Adv. Radio Sci., 9, 135–138, 2011 www.adv-radio-sci.net/9/135/2011/ doi:10.5194/ars-9-135-2011 © Author(s) 2011. CC Attribution 3.0 License.
Advances in Radio Science
Inverse filtering for time, delay and integration X-ray imaging M. Rosenbaum, W. Sauer-Greff, and R. Urbansky TU Kaiserslautern, Institute of Communications Engineering, 67653 Kaiserslautern, Germany
Abstract. In food industry, most finished products are scanned by X-ray for contaminations. These X-ray machines continuously scan the product passing through. To minimize the required X-ray power, a Time, Delay and Integration (TDI) CCD sensor is used to capture the image. While the product moves across the sensor area, the angle of the X-rays changes during the pass. This can be compensated for by adjusting the sensor shift speed to focus on a single plane of the product. If the product has a significant thickness, the image will show artifacts due to the laminographic effect. In this contribution we demonstrate that by the use of inverse filtering images which are focused on planes of different height can be generated out of a single X-ray image.
1
Introduction
In food industry, there is a need to prevent contaminated products from leaving the production site. Metal detectors are widely used for this task, but they fail for non-metallic objects. Glass splinters and ceramic objects such as broken ceramic knife blades or ceramic ball bearing balls can not be detected. Continous X-ray imaging allows to detect all these objects and the machine can simply be fitted in the production process. The product passes the X-ray machine continously on a belt with an overhead X-ray source. After passing the product, the X-rays are converted to visible light by a szintillating foil. The light emitted by this foil is projected on a lineaccumulating CCD sensor. A typical sensor has 128 lines which are shifted synchronously to the transport belt and the charges are moved from line to line over the sensor accumulating more and more X-ray light. Each image leaving the sensor is exposed 128 times. This allows for a high efficiency and low noise, however the angle of the X-ray beam passing through the product changes slightly from shift to shift. This produces a so-called laminographic effect. By Correspondence to: M. Rosenbaum (
[email protected])
this effect, object edges get washed out, the sharpness of the image is reduced in general. Because of the imaging process, it is not possible to distinguish between a flat, dense object and a high, less dense object – e.g. metallic washer ring versus macaroni noodle. Figure 1 shows a schematic drawing of such an X-ray scanner. Currently, it is necessary to use laminographic techniques (Gondrom, 1999; Rooks, 1995) in conjunction with the Radon Transform (Popularikas, 1996) if depth information is needed. This requires two X-ray sources and two sensor assemblies which deliver images of the product under different angles. This is not only expensive, in addition the second X-ray tube also needs cooling and better shielding against X-rays leaving the machine is required. In this paper, we propose the use inverse filtering of the single X-ray sensor image to calculate images focussed on arbitrary planes of the product.

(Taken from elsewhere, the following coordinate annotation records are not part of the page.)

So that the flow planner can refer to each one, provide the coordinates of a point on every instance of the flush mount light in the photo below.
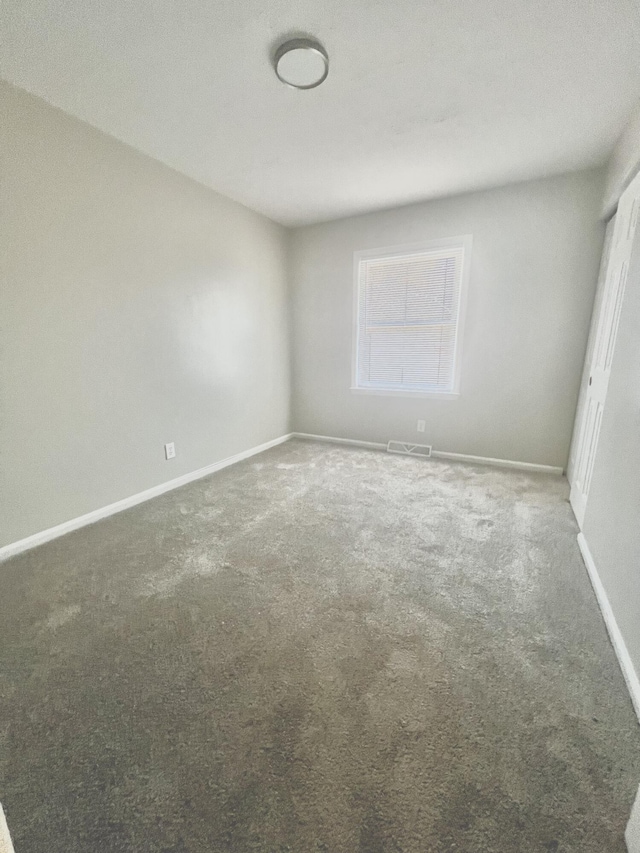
(301, 63)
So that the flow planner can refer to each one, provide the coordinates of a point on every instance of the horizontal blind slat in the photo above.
(407, 320)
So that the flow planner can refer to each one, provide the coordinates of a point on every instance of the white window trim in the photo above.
(463, 242)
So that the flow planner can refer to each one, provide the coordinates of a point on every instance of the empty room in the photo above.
(320, 426)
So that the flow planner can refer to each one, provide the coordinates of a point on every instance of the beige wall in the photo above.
(137, 308)
(623, 163)
(611, 524)
(536, 251)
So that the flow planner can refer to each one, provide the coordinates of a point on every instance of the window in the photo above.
(409, 318)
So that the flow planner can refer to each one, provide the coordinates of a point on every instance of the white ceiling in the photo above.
(424, 97)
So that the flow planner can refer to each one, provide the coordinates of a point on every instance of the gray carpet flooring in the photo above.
(319, 649)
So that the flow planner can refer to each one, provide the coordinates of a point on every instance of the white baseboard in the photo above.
(307, 436)
(439, 454)
(83, 520)
(533, 467)
(617, 640)
(5, 839)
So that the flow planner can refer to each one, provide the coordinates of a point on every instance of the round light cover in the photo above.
(301, 63)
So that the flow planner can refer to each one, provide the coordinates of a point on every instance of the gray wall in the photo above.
(136, 308)
(536, 251)
(623, 163)
(612, 520)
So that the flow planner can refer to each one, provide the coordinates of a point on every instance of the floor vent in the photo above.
(407, 448)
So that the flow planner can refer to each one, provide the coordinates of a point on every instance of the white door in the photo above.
(601, 353)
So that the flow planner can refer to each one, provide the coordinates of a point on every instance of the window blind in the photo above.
(408, 309)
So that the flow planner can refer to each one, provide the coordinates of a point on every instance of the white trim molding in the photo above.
(533, 467)
(95, 515)
(440, 454)
(617, 640)
(331, 439)
(5, 839)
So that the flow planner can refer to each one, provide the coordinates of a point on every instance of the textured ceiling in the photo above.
(424, 97)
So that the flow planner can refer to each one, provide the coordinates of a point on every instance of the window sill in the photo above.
(393, 392)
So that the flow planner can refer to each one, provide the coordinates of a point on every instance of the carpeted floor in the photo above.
(320, 649)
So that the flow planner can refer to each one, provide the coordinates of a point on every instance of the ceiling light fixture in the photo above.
(301, 63)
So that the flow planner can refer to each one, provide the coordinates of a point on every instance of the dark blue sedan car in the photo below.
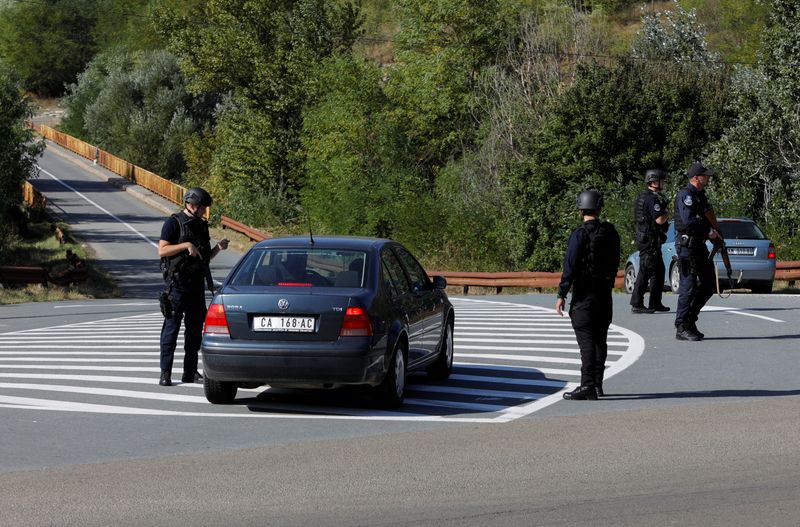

The paper is organized as follows: first, we give an short introduction into the X-ray imaging process. After that, the inverse filtering is discussed, followed by the description of the test setup and the results. 2
Imaging process
The product is transported through the X-ray scanner on a conveyor belt. Above the belt, an X-ray source is located, the imaging equipment can be found below the belt. Because large CCD sensors are very expensive and subject to damage by X-ray radiation, a szintillation foil which converts X-rays into visible light is located below the conveyor belt. The light is focussed by optic lenses and digitalised by a CCD sensor. This CCD sensor has a typical resolution of 128×1024 pixel. The electrical charge generated by photons hitting the sensor is shifted from line to line and read out after it reaches the last line (in this case line 128). Each line which enters the analsysis system has been exposed 128 times, which can be modeled as a superposition of 128 complete images. Figure 1 shows a schematical drawing of such an apparatus. The angle under which the X-rays enter the product changes as the belt moves the product across the sensor. Therefor the image gets blurred in movement direction. This
Published by Copernicus Publications on behalf of the URSI Landesausschuss in der Bundesrepublik Deutschland e.V.
n
needed, two scans have to be performed. Also, there is nos(x,y) = a(x,y) ∗ h(x,y) + n (2) Product depth information in the resulting image Transport and Belt no differences Fig. 2. Calculated impulse response The inverse filtering takes advantage of the frequency do- : Sensor (with lines) between flat and CCD non-flat objects are visible. 136 M. Rosenbaum et al.: Inverse filtering for time, delay and integration X-ray imaging Fig. 1. Schematic drawing of the X-ray scanner
main. A pure inversion of the transfer function H(f x ,fy ) requires to take the reciprocal of it yielding H w (fx ,fy ) = H −1 (fx ,fy ), but this poses new problems because of spec3 Inverse Filtering tral zeros and noise contained in the X-ray image will be amplified. To deal with this, Wiener filtering (Madisetti (1998)) This blurring caused by the laminographic effect can b can be used. Equation 3 shows the parametric form of the inverse filtering since Wienerfectively filter. K addressed accounts forbynoise influence, ideally it isit can b garded as a convolution ofofthe with the p choosen as the spectral power density the real whiteimage noise conspread-function of the imaging system corrupted with tained in the X-ray image.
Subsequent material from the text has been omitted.